Another aspect of how storytelling reflected the psychological twilight of the time was the extraordinary popularity in the second half of the twentieth century of the `soap opera, simple, untaxing dramas regularly broadcast on radio or television portraying the everyday lives of a community of `ordinary' people. From the 1960s onwards, no form of television entertainment attracted a larger or more devoted following, from I Love Lucy through Dallas to Friends, from Coronation Street and Eastenders to Neighbours.

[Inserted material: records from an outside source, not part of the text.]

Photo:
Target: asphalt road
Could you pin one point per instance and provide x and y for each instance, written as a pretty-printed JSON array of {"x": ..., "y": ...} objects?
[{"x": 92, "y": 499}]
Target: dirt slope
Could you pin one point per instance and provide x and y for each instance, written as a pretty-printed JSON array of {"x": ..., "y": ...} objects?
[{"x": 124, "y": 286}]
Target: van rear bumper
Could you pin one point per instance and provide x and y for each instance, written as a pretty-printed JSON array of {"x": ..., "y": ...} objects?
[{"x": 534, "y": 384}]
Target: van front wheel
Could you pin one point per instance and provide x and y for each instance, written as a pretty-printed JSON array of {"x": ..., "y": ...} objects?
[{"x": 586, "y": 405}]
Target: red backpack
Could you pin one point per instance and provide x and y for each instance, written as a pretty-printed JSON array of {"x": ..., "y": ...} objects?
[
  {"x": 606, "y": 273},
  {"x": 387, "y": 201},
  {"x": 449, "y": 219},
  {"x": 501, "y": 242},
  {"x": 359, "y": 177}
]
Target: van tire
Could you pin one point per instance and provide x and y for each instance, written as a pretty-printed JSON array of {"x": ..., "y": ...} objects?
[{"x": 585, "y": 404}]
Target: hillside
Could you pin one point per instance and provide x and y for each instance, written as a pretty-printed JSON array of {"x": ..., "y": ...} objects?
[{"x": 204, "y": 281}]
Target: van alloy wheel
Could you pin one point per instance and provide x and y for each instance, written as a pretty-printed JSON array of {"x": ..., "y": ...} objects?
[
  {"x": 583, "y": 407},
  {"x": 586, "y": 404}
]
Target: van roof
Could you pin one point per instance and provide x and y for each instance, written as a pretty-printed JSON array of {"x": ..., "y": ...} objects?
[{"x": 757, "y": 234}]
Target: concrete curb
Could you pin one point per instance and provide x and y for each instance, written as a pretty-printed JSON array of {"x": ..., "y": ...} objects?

The most obvious feature of the soap opera was the way it used the power of stories like a mental drug, addicting its audiences and keeping them hooked by playing sentimentally on their emotions. Soap operas exploited all the basic archetypal material of storytelling by reducing it to a mechanical formula, designed to set up a continual stream of teasing or heart-tugging suspense. Boy meets girl. Boy betrays girl. Can they make it up? Man intent on behaving badly seeks to deceive. Man is caught out in his deception. Will he get away with it? Not only is every situation in a soap opera stereotyped, so is the language in which it is couched. No character ever speaks except in cliches. In real life `ordinary' people often use unex pected or quirky turns of phrase. In a soap opera they never say anything which has not been said a million times before. But in plot terms the most significant characteristic of soap operas is that their stories never truly resolve. The aim of the industrial process which creates them is to produce an unending succession of emotional cliff-hangers, to keep the audience switching on to see what happens next - whereas the archetypal purpose of any proper story is that it must eventually work up to a full-scale climax, followed by a conclusion which resolves everything that has gone before.16
Related to the soap opera, although less mechanical in its construction, was its more obviously episodic counterpart, the situation comedy, usually centred on the life of a particular family or a small group of people who had for some reason been brought intimately together. A study carried out in the late 1980s of the 25 most popular situation comedies on American television which centred on the life of a family found that in 24 of them the most intelligent and sensible member of the family was the mother, followed by her children, The stupidest family member, most prone to act foolishly, was the father.
At the end of the century this was echoed in the most popular cartoon sitcom ever produced by American television, The Simpsons, where the self-deluding schemes of the father, Homer, made him the perpetual fall-guy.